Etape
25 - Le fort Saint-Ange - Une histoire indissociable de celle du
siège de l'île
Samedi 5 avril 2025. C'est en grimpant
l'immense rampe d'accès au fort Saint-Ange que je
comprends aussitôt que c'est par lui que j'aurais dû
commencer ma visite de Malte, car c'est bien ici que se fit l'histoire
de ce petit rocher planté en plein milieu de la Méditerranée.

Car, je comprends maintenant qu'il
n'est pas possible de comprendre cette petite île isolée
de tout si l'on ne comprend pas qu'elle fut pendant longtemps
le verrou de la Méditerranée occidentale pour celui
qui la possédait.

Pas étonnant donc que le 18
mai 1565, les vigies des chevaliers de l'Ordre aient vu se présenter
devant eux une armada formidable constituée de centaines
de galères arborant les couleurs de la flotte ottomane.

L'histoire de l'Europe Chrétienne
et de sa défense allait se jouer là, dans
la capacité des chevaliers de résiter aux assauts
des armées musulmanes.

La prise du fort Saint-Elme
par les Ottomans le 23 juin 1565 ne leur offrit pas le
triomphe escompté.

Les défenseurs survivants de
Saint-Elme s'étaient repliés sur Saint-Ange,
emportant avec eux une connaissance précieuse des tactiques
ottomanes.

Le fort Saint-Ange, ancré dans
la péninsule de Birgu, présentait des défenses
radicalement différentes - ses murs en calcaire corallien,
moins sensibles à l'artillerie, plongeaient directement dans
les eaux profondes du Grand Harbour.

Les Ottomans établirent leurs
batteries principales sur les hauteurs de Sciberras, là
où s'élève aujourd'hui la ville de La Valette.

Leurs canons, positionnés à
près de 600 mètres, devaient traverser toute
la rade avant d'atteindre leur cible.

Cette distance extrême rendait
les impacts imprécis mais particulièrement destructeurs
- les boulets arrivaient selon une trajectoire plongeante
qui écrasait les parapets plus qu'il ne les perforait.

Les défenseurs, commandés
par le chevalier Miranda, exploitèrent chaque particularité
architecturale du fort.

Les casemates voûtées,
conçues pour résister aux tremblements de terre, protégeaient
les canonniers maltais qui effectuaient des tirs rasants vers les
embarcations ottomanes.

Les meurtrières en forme d'étoile,
héritage des fortifications médiévales, permettaient
un large angle de tir tout en minimisant les points vulnérables.
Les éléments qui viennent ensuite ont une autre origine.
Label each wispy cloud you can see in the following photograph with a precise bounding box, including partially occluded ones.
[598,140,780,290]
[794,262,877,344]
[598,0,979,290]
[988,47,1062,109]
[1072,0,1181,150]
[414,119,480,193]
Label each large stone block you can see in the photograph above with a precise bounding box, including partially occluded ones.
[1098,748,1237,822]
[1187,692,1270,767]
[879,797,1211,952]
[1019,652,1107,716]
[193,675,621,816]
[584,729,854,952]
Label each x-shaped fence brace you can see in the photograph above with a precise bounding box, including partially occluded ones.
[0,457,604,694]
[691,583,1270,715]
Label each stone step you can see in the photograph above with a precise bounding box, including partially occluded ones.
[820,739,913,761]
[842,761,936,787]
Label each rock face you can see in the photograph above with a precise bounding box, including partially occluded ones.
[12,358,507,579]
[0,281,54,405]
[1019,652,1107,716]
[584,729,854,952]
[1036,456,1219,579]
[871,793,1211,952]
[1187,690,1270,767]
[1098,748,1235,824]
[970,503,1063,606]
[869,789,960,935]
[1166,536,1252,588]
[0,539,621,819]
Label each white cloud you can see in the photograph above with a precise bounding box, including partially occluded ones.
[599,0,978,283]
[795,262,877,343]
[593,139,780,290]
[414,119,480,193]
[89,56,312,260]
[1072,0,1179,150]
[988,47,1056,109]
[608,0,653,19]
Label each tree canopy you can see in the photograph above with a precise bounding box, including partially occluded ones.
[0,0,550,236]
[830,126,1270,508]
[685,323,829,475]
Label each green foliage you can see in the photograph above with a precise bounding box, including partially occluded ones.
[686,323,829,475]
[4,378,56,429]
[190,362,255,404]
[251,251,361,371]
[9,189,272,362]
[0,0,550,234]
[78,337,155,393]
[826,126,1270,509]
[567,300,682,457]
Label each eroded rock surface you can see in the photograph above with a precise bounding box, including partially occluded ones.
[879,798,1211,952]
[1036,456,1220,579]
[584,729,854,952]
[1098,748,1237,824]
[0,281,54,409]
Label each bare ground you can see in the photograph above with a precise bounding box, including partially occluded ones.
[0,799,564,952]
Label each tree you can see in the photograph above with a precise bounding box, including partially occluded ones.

En juillet, les Ottomans tentèrent
une approche par la mer, utilisant des brûlots et
des ponts flottants.

La contre-mesure fut ingénieuse
: les chevaliers immergèrent des chaînes à
maillons épais entre Saint-Ange et Birgu, tandis
que des nageurs équipés de couteaux entre les dents
sabotaient les embarcations ennemies sous le couvert de la nuit.

Des grappins montés sur des
perches permettaient de repousser les brûlots avant
qu'ils n'atteignent les murailles.

La tour principale du fort, modifiée
à la hâte, devint un poste d'observation vital.
Ses créneaux furent équipés de miroirs convexes
permettant de surveiller les mouvements ennemis sans exposer les
sentinelles.

Un système de signaux utilisant
des lanternes et des drapeaux codés maintenait
la communication avec Mdina, dernière place forte maltaise
encore libre.

Les assauts terrestres se heurtèrent
à un obstacle imprévu : le substrat rocheux
autour du fort, creusé de citernes et de silos, rendait le
minage presque impossible.

Plusieurs galeries ottomanes s'effondrèrent
sur leurs sapeurs, noyés par les nappes phréatiques
percées accidentellement. Les défenseurs avaient
pris soin de disposer des tambours vides dans les souterrains -
leur résonance trahissait le moindre coup de pioche.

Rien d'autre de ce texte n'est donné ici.